I contanti? Meglio sotto il materasso
C’è chi li tiene nella credenza, mimetizzati tra i biscotti, chi sotto il materasso, chi nella solita cassaforte dietro il quadro, chi si inventa i nascondigli più assurdi pur di non affidare i propri risparmi alla banca. Perché la fiducia negli istituti di credito è ai minimi storici, dopo la crisi che si è abbattuta anche su di noi, a partire dagli Usa e dal fallimento di alcune banche straniere. Secondo un recente sondaggio dell’Adusbef (Associazione difesa utenti servizi bancari e finanziari) di fronte al quesito “A chi affidereste ad occhi chiusi i vostri risparmi?” il 69 per cento degli intervistati ha risposto “A nessuno” e solo il 7 per cento dei 1735 interpellati ha indicato le banche. Poco importa che i conti correnti fino a 103 mila euro siano garantiti dal Fondo interbancario di tutela dei depositi, secondo quanto stabilito dal Governo lo scorso ottobre al fine di proteggere i risparmiatori, più e meno piccoli. Se poi ci si mette di mezzo anche il taglio dei tassi di interesse, ridotti a una miseria negli ultimi mesi, la tentazione di tornare al nascondiglio casalingo è forte.

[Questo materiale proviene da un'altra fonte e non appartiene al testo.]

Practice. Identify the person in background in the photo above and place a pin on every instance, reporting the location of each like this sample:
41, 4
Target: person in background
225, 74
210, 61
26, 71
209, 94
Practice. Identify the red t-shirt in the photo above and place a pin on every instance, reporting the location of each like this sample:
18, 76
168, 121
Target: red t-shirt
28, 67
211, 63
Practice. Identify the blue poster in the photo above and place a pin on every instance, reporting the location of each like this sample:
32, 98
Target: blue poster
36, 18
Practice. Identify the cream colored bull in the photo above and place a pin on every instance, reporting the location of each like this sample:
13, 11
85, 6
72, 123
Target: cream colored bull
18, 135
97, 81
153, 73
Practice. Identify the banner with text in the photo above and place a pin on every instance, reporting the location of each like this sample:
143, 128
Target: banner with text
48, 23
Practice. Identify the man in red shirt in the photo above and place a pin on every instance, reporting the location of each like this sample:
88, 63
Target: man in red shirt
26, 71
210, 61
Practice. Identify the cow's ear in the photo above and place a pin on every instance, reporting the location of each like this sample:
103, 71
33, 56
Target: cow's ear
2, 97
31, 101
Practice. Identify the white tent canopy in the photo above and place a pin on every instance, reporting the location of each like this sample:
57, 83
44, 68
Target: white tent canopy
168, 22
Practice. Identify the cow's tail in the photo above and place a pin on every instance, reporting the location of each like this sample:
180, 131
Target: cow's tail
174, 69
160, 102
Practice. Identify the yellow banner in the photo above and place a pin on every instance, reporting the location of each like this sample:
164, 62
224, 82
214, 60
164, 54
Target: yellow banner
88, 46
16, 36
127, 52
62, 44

Così si scatena il fuggi fuggi generale, tra chi scappa da un istituto di credito a un altro alla ricerca di condizioni migliori (salvo poi trovarsi punto e a capo dopo pochi mesi) e chi il conto lo chiude proprio e si riprende in casa il malloppo. “Io delle banche non mi fido – racconta Anna, 82 anni – Non ci capisco niente nelle condizioni, nei contratti, negli interessi. E si figuri che mia nipote lavora in un istituto di credito. Preferisco continuare a tenere i soldi in casa, almeno so dove sono e posso sempre controllare quanti sono”. Dubbi, questi, più diffusi di quel che si possa pensare, non solo tra le persone di una certa età.
Quelli che scelgono di chiudere il proprio conto in banca, o di non aprirlo proprio, sono in molti, alla faccia di chi sostiene che senza carta di credito non si va da nessuna parte e che senza coordinate bancarie non si è nessuno. Andrea e Stefania, per esempio, il conto l’hanno chiuso un anno fa e non hanno intenzione di riaprirlo almeno per adesso: “Per noi era una rimessa continua, tra canone, tasse e spese più o meno grandi per ogni operazione che facevamo. E gli interessi non bastavano certo a compensare tutte queste uscite”. Lei cassiera in un grande magazzino, lui barista, due stipendi non esattamente consistenti per una giovane coppia con un bambino. “Avere i soldi a portata di mano ci permette di gestirceli meglio, così non rischiamo di spendere più di quel che abbiamo, come ci è successo in passato”. Cose che capitano usando il bancomat o la carta di credito. Già, le carte. Altro capitolo spinoso per i piccoli e piccolissimi risparmiatori, che temono di indebitarsi senza accorgersene. Meglio lasciar perdere- questo il pensiero comune- e optare per il vecchio frusciante contante. E per un salvadanaio bello capiente.